18. Consagra o artº.267, nº.5, da Constituição da República Portuguesa, após a revisão introduzida pela lei constitucional nº.1/2001, o direito de todos os cidadãos participarem na formação das decisões ou deliberações da Administração que lhes disserem respeito. A lei ordinária, concretizou inicialmente este direito no artº.100, do C. P. Administrativo, aprovado pelo dec.lei 442/91, de 15/11, estando actualmente tal direito expressamente previsto no artº.60, da Lei Geral Tributária, aprovada pelo dec.lei 398/98, de 17/12 (cfr.artº.45, do C.P.P.T.).

19. A falta de audição prévia do contribuinte, nos casos consagrados no artº.60, nº.1, da Lei Geral Tributária, constitui um vício de procedimento susceptível de conduzir à anulação da decisão que vier a ser tomada (cfr.artº.135, do C.P.Administrativo, então em vigor).

20. Tem sido entendimento constante da jurisprudência e da doutrina que determinado acto (no caso acto administrativo-tributário) se encontra devidamente fundamentado sempre que é possível, através do mesmo, descobrir qual o percurso cognitivo utilizado pelo seu autor para chegar à decisão final.

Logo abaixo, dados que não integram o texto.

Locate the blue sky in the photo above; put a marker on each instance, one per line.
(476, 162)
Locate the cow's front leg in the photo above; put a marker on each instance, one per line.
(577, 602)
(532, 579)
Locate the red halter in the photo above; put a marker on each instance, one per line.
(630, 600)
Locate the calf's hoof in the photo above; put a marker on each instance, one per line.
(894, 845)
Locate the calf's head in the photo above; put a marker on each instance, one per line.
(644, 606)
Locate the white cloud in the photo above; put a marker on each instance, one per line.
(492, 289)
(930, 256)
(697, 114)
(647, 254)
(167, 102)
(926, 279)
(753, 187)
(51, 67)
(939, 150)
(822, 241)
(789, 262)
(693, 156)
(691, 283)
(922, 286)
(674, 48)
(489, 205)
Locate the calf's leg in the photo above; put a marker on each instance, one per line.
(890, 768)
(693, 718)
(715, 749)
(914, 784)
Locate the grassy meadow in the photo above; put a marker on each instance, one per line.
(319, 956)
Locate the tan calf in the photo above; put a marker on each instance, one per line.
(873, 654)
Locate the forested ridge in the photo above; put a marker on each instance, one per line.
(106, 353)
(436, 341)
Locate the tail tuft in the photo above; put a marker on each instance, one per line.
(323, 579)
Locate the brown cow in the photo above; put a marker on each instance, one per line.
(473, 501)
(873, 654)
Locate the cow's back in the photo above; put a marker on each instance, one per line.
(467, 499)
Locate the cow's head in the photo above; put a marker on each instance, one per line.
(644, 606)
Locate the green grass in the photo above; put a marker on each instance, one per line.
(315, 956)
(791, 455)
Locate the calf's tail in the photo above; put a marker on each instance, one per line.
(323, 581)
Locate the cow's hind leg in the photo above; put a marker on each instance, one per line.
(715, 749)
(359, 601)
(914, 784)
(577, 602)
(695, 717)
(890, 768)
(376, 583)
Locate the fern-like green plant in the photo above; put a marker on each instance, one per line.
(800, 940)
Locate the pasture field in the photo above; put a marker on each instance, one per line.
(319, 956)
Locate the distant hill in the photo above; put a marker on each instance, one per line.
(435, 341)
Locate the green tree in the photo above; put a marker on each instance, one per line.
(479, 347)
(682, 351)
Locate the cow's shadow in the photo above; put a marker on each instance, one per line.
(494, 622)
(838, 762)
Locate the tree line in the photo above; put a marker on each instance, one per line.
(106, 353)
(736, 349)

21. Se a fundamentação não esclarecer concretamente a motivação do acto, por obscuridade, contradição ou insuficiência, o acto considera-se não fundamentado (cfr.artº.125, nº.2, do C.P.Administrativo). Haverá obscuridade quando as afirmações feitas pelo autor da decisão não deixarem perceber quais as razões porque decidiu da forma que decidiu. Por outras palavras, os fundamentos do acto devem ser claros, por forma a colher-se com perfeição o sentido das razões que determinaram a prática do acto, assim não sendo de consentir a utilização de expressões dúbias, vagas e genéricas. Ocorrerá contradição da fundamentação quando as razões invocadas para decidir, justificarem não a decisão proferida, mas uma decisão de sentido oposto (contradição entre fundamentos e decisão), e quando forem invocados fundamentos que estejam em oposição com outros. Por outras palavras, os fundamentos da decisão devem ser congruentes, isto é, que sejam premissas que conduzam inevitavelmente à decisão que funcione como conclusão lógica e necessária da motivação aduzida. Por último, a fundamentação é insuficiente se o seu conteúdo não é bastante para explicar as razões por que foi tomada a decisão. Em conclusão, a fundamentação deve ser suficiente, no sentido de que não fiquem por dizer razões que expliquem convenientemente a decisão final.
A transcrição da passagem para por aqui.